Chamadas à Jihad (“Guerra Santa”):
Artigo 13: “Não há solução para a questão palestina exceto através da Jihad”.
Artigo 15 ” Em face da usurpação da Palestina pelos judeus, é compulsório que a bandeira da Jihad seja erguida”.
Rejeição das Negociações de Paz:
Artigo 32: “Deixar o círculo de luta contra o Sionismo é alta traição”.
Antisemitismo e Teorias de Conspiração
Artigo 7: “O Profeta, Alá o abençoe e lhe dê salvação, disse: “O Dia do Juizo não virá até que os muçulmanos lutem contra os judeus (matando-os), quando os judeus se esconderem atrás de árvores e pedras.

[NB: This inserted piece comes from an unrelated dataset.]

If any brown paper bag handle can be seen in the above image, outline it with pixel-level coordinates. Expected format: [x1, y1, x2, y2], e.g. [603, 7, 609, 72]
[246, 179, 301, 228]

As pedras e árvores dirão: “Oh muçulmanos, oh Abdula, há um judeu se escondendo atrás de mim, venha e mate-o”.
O conflito com Israel como uma luta religiosa
Artigo 1: “O programa do Movimento é o Islã”.
Artigo 15: “É necessário instilar nas mentes das gerações de muçulmanos que o problema palestino é um problema religioso, e deve ser lidado nesta base.” e “O Movimento de Resistência Islâmico é um dos braços da irmandade muçulmana na Palestina. Este movimento é uma organização universal que se constitui no maior movimento islâmico dos tempos modernos”.